Case of the Week – 401(k) Plan and Embezzlement

 By Jenny Kiffmeyer, J.D – The Retirement Learning Center

401(k) Plan and Embezzlement

ERISA consultants at the Retirement Learning Center (RLC) Resource Desk regularly receive calls from financial advisors on a broad array of technical topics related to IRAs, qualified retirement plans and other types of retirement savings and income plans, including nonqualified plans, stock options, and Social Security and Medicare.  We bring Case of the Week to you to highlight the most relevant topics affecting your business.

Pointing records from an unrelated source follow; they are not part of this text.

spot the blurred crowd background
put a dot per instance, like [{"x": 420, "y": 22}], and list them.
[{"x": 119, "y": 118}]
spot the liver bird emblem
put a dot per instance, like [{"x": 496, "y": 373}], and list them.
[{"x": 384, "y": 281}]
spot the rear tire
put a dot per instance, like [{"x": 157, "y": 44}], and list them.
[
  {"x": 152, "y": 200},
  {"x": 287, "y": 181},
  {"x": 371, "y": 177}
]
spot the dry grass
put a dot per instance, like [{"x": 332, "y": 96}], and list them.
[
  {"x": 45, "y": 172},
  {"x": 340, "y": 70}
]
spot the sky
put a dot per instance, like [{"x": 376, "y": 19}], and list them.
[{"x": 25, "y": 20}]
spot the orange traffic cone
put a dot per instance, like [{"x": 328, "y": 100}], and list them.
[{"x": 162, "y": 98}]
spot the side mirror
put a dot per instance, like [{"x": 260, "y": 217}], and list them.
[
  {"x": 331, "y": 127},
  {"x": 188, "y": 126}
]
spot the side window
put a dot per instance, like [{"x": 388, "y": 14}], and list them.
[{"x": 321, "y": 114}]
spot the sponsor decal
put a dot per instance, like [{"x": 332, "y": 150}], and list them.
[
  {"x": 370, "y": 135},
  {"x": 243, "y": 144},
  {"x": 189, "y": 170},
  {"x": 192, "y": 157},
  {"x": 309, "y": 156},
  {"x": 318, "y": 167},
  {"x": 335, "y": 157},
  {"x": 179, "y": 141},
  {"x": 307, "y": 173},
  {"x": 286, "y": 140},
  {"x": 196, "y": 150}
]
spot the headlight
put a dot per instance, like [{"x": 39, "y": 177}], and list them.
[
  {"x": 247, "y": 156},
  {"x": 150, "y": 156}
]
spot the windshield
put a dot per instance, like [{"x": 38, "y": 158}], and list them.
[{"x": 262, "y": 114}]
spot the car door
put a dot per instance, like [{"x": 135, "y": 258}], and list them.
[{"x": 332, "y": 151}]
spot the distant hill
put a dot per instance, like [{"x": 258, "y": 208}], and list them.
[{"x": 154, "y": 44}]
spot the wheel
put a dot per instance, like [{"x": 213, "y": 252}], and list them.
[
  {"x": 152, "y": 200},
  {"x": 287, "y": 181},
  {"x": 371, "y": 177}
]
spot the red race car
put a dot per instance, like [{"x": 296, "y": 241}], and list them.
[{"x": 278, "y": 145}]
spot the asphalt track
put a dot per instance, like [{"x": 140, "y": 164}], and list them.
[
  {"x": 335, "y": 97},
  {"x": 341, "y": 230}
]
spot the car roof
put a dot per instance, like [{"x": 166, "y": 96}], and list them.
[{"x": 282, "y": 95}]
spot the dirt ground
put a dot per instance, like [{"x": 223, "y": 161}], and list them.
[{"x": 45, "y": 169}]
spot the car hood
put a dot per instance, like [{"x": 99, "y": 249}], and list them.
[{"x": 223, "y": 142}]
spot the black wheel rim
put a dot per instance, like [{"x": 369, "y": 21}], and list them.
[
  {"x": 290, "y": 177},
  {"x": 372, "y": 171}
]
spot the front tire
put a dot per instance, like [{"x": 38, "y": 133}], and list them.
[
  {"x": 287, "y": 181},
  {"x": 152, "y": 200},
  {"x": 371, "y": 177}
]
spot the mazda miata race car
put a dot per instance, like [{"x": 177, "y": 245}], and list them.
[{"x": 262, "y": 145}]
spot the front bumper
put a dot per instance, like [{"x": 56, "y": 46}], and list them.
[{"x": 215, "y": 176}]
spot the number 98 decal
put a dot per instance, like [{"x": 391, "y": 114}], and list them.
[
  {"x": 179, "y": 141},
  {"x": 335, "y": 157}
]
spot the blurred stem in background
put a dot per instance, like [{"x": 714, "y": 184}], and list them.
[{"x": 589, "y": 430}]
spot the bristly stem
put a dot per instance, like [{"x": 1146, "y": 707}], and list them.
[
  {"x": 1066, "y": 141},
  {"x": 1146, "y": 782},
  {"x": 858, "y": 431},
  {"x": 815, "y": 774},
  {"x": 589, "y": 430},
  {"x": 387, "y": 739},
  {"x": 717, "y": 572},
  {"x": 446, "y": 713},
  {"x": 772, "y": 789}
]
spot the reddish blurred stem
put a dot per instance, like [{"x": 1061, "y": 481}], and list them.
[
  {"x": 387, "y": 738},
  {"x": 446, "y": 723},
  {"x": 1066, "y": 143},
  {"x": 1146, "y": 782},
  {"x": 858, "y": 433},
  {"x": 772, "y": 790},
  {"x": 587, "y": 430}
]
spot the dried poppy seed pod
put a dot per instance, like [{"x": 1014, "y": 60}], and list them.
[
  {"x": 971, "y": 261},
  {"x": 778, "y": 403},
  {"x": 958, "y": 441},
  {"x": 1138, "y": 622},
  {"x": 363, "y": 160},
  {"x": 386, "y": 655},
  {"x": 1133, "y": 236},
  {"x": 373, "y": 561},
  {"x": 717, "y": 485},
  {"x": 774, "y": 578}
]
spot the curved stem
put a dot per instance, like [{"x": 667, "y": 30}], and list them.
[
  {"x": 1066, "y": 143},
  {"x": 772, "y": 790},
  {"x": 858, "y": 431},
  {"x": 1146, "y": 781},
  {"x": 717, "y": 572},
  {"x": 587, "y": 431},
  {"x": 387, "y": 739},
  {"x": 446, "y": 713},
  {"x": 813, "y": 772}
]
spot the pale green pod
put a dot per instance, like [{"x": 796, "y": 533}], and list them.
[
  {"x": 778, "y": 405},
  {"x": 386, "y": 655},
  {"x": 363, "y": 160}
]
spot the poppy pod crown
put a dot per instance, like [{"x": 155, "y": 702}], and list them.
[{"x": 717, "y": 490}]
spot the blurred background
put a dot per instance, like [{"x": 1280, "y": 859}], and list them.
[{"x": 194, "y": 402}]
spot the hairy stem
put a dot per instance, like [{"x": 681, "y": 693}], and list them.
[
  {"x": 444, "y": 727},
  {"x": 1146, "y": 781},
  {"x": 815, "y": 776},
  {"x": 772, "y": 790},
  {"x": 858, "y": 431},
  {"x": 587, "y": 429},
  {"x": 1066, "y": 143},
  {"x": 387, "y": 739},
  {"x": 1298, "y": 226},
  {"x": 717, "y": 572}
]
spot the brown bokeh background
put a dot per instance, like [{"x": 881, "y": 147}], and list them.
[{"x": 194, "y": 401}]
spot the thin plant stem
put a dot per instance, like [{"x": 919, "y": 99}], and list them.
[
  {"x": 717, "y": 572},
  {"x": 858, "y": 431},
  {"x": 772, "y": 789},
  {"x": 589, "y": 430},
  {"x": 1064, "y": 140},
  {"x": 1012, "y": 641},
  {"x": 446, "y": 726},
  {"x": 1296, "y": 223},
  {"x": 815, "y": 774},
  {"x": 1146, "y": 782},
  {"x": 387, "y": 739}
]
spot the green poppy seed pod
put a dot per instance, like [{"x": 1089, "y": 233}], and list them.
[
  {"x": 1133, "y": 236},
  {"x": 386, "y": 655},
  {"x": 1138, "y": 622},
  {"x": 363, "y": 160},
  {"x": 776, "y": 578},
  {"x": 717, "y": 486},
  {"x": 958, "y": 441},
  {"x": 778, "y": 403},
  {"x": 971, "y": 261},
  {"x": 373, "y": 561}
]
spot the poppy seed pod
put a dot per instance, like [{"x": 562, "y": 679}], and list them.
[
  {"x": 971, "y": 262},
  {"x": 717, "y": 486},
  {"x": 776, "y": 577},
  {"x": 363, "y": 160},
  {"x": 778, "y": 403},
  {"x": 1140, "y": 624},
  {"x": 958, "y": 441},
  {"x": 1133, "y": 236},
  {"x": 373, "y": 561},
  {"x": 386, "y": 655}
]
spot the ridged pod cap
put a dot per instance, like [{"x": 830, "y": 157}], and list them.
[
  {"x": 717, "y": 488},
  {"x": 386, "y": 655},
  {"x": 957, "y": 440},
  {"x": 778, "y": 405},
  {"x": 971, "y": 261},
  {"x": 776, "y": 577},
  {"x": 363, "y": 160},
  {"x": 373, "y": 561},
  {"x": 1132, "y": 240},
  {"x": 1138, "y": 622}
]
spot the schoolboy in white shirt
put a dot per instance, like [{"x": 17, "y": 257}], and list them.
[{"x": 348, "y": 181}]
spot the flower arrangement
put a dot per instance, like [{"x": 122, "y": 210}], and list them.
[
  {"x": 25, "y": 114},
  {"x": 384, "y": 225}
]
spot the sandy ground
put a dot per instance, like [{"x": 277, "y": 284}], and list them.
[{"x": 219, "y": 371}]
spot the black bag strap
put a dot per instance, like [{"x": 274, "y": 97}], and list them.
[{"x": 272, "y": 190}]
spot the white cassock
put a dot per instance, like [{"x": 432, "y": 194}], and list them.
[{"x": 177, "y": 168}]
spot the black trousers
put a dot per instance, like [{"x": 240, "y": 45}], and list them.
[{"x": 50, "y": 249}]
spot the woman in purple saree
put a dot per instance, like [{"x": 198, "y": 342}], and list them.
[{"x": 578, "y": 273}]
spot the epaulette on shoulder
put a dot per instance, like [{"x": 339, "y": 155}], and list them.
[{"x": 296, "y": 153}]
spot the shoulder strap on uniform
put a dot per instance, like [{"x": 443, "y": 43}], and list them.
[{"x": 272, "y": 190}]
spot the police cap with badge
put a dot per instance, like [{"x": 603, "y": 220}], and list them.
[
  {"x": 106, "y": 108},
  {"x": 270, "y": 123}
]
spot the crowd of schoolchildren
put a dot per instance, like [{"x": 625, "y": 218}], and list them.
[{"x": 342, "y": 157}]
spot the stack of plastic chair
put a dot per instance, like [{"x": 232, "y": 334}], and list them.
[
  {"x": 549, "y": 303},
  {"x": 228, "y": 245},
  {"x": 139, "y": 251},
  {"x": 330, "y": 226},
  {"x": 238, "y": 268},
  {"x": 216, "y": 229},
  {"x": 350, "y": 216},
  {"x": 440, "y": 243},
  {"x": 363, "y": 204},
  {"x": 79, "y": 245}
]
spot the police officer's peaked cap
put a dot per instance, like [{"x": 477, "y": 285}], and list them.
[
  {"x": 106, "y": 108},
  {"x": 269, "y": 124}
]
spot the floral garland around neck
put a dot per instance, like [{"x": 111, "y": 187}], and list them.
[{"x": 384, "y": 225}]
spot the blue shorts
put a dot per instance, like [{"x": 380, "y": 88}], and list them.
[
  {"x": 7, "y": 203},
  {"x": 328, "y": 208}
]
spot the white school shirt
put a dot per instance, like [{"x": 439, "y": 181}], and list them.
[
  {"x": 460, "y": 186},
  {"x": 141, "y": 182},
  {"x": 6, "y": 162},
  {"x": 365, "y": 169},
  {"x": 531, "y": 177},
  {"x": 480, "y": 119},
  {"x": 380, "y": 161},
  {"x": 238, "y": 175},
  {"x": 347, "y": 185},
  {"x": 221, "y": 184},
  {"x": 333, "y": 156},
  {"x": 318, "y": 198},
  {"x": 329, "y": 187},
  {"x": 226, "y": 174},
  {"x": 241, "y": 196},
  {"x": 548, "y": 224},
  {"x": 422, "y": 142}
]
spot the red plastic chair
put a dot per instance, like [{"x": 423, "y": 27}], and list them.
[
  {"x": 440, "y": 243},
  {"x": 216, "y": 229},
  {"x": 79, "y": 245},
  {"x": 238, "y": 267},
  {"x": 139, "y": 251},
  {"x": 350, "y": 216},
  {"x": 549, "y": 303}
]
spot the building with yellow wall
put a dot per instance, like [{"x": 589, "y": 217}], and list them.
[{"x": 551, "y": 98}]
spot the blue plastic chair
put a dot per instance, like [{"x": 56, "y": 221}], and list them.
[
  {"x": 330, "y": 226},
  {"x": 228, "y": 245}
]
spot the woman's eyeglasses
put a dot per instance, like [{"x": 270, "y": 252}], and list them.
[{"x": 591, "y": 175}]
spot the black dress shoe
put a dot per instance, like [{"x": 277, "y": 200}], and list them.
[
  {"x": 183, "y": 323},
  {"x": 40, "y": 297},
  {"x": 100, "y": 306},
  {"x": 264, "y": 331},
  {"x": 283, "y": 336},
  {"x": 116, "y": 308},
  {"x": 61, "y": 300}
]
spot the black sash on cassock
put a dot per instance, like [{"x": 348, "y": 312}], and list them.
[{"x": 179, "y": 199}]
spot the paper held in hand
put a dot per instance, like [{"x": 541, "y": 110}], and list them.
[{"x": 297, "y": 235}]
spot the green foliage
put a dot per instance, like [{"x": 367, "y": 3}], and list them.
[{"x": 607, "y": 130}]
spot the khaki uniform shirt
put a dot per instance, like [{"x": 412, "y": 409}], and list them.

A recent call with a financial advisor from Georgia is representative of a common inquiry related to the anti-alienation rules under the Employee Retirement Income Security Act of 1974 (ERISA). The advisor asked: “If a former employee embezzled money from his employer (who sponsors a 401(k) plan), can the employer/plan sponsor use the terminated employee’s 401(k) plan balance to help offset the financial loss to the business?”

Highlights of the Discussion

No, the anti-alienation provisions of ERISA protect the former employee’s 401(k) account balance in this case, and prohibit the plan sponsor from using plan assets as an offset for the stolen funds, unless one of the following exceptions applies.

ERISA provides for only four narrow exceptions to its strict anti-alienation rules:

  1. For payments to alternate payees pursuant to qualified domestic relations orders (QDROs) in cases of divorce or legal separation [ERISA Sec. 206(d)(3)];
  2. For payments of IRS tax levies [Treasury Regulation 1.401(a)-13];
  3. For payments of federal court garnishments stemming from the imposition of criminal fines and orders of restitution (Mandatory Victim Restitution Act of 1996 and United States v. Novak, 476 F.3d 1041 (9th Cir. 2007)) ; and
  4. To satisfy liabilities of the participant to the plan due to criminal convictions, civil judgments, or administrative settlements involving the participant’s misconduct with respect to the plan [Taxpayer Relief Act of 1997, ERISA Sec. 206(d)(4) and IRC Sec. 401(a)(13)].


The anti-alienation rules of ERISA make it difficult for anyone except the plan participant to lay claim to qualified retirement plan assets, although there are a few exceptions.